Dolphins Hall of Famer Nick Buoniconti: NFL 'waiting for us to die'

Miami Dolphins Hall of Famer Nick Buoniconti has gone public with his health issues for the first time, explaining to Sports Illustrated that he feels "lost" and "like a child."

The 76-year-old former linebacker, one of the leaders of the Dolphins' undefeated 1972 Super Bowl championship team, suffers from memory loss, cannot use his left hand and struggles to put on a shirt, among other ailments.

Buoniconti would not say he suffers from CTE, according to the report, but his doctors have confirmed there are brain issues that might be linked to playing 14 years of professional football.

His story is expected to bring more attention to the NFL's longstanding battle with former players concerning head trauma and its potential effects from playing football.
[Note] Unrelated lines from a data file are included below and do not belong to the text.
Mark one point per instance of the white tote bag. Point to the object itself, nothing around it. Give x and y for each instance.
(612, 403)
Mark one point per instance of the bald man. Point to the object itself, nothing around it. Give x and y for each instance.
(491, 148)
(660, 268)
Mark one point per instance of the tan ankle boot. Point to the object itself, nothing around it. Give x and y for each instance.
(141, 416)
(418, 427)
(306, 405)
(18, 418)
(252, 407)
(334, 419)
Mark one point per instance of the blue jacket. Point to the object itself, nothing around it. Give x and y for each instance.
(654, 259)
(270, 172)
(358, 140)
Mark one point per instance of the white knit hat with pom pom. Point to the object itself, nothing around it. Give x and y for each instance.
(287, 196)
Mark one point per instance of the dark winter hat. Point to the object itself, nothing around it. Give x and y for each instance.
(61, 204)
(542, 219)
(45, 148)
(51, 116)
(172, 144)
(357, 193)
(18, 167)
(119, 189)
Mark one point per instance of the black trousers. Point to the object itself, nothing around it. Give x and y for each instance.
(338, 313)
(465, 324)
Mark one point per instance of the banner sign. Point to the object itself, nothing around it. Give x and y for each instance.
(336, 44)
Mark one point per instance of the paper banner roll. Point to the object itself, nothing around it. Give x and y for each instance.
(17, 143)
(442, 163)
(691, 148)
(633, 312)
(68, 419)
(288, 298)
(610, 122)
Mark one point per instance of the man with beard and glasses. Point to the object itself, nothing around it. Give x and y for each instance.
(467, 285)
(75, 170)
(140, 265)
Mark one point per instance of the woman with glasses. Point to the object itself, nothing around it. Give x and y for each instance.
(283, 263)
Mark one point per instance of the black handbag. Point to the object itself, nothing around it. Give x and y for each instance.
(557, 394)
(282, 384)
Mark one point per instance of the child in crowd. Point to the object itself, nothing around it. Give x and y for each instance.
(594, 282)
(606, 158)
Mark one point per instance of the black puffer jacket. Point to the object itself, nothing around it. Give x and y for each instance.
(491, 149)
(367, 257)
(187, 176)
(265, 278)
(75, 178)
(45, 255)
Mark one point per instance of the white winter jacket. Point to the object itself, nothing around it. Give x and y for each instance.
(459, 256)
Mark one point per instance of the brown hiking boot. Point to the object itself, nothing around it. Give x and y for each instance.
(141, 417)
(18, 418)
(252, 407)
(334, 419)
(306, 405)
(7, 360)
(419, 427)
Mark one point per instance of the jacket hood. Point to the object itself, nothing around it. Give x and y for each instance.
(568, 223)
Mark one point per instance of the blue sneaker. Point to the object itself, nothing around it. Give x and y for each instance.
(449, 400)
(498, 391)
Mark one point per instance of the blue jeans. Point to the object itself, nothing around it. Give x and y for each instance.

"We're the players who have built the game, but have been forgotten," Buoniconti told Sports Illustrated in an article published Tuesday. "The [concussion] settlement is a joke; the way it is structured is a joke. They are waiting for us to die. They're going to play the clock until everybody dies."

The article detailed one instance when Buoniconti fell backward down a flight of stairs, which caused him to bleed, and told his wife, "I should just kill myself! It doesn't matter!"

According to his son Marc, who was paralyzed while playing football, Buoniconti is "frustrated" and "depressed."

The Hall of Famer estimates that he took about 520,000 blows to the head while playing football. MRIs over the past two years have revealed brain shrinkage, according to the report.

Nick Buoniconti played seven years for the Dolphins and was an eight-time Pro Bowler and two-time Super Bowl champion. He also played seven years for the Boston Patriots and had a successful post-football career in broadcasting and business.

After his son's 1985 injury, Buoniconti was a driving force behind the Miami Project to Cure Paralysis, raising hundreds of millions of dollars for research.

At age 55, Buoniconti said he felt normal. But 21 years later, that is no longer the case.

"I didn't have any idea the price would be this debilitating," Buoniconti told Sports Illustrated. "Had I known, would I have played? I had no alternative; there was no other way for me to get a college education.

"Football kept rewarding me -- I can't deny that. But I'm paying the price. Everybody pays the piper."